FLUORESCENCE CHANGES RESULTING FROM METHEMOGLOBIN AND FATTY‐ACID INTERACTION

Interaction between methemoglobin and saturated and unsaturated fatty acids was studied experimentally by fluorescence and absorption spectrum techniques, affinity chromatography and sedimentation coefficient measurements. Buffered solutions of linoleate, solubilized with Tween 20, when added to beef methemoglobin, and fresh rabbit oxyhemoglobin, caused a substantial increase in tryptophan fluorescence around 334 nm for an excitation frequency of 280 nm. At pH 7.8, at 25°C, 1 × 10 −4 M linoleate added to 1.1 × 10 −6 M methemoglobin increased the quantum yield from 1.5% of that of the equivalent amount of tryptophan to 3.8%, and when added to the same concentration of oxyhemoglobin increased the quantum yield from 0.14% to 2.1%. Below pH.4 linoleate did not increase the fluorescence.
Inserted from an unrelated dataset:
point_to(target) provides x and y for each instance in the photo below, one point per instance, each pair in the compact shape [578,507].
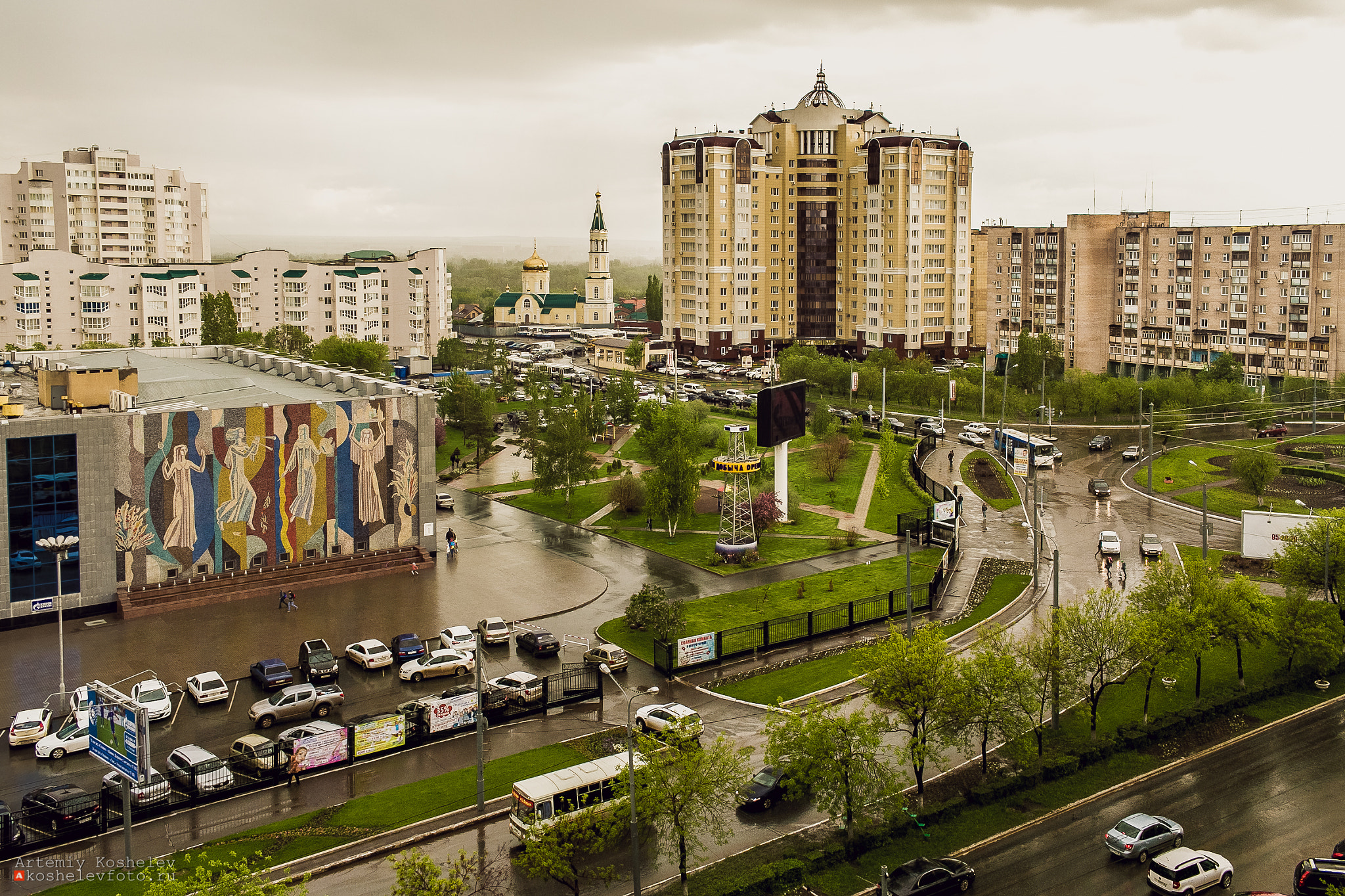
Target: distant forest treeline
[477,280]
The percentage increase in fluorescence is an exponential function of the number of carbon atoms in the saturated fatty acids. For linoleate the fluorescence dependence on linoleate concentration yielded K m = 1.8 × 10 −4 M. The increase in fluorescence was about three times greater from unsaturated than from saturated fatty acids. Methemoglobin in 5mM acetate buffer bound specifically to sepharose‐linoleate at pH 5 at 4°C and was eluted with 0.2M acetate buffer. The change in the absorption spectrum of the methemoglobin indicated a reduction of the methemoglobin upon the addition of linoleate. Band sedimentation in 0.5M KC1 of methemoglobin to which was added linoleate yielded s 20,w = 2.58S compared to s 2 0, w = 3.51S for the untreated methemoglobin. The results may be explained by a conformational change or dissociation of the methemoglobin tetramer.